Male Wistar rats were allotted into three groups: control, DEX8, and DEX16. The rats of DEX8 and DEX16 groups were injected intraperitoneally with dexamethasone for 6 days at doses of 8 mg/kg/day and 16 mg/kg/day, respectively. Fasting blood glucose levels were measured, and various biochemical parameters were analyzed. Liver sections were collected and examined for histopathological changes.

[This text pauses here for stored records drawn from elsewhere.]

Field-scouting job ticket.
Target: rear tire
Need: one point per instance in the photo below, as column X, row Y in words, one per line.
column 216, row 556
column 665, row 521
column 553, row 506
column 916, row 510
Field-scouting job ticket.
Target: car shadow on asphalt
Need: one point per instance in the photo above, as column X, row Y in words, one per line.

The results showed that dexamethasone administration significantly increased fasting blood glucose levels compared to the control group. Liver indices were also significantly elevated in the dexamethasone-administered groups. Moreover, serum alanine aminotransferase and aspartate aminotransferase activities were significantly increased in the dexamethasone groups, indicating liver damage. Histopathological examination revealed hydropic degeneration, portal edema, leukocyte infiltration, and fibrosis in the liver sections of dexamethasone-treated rats.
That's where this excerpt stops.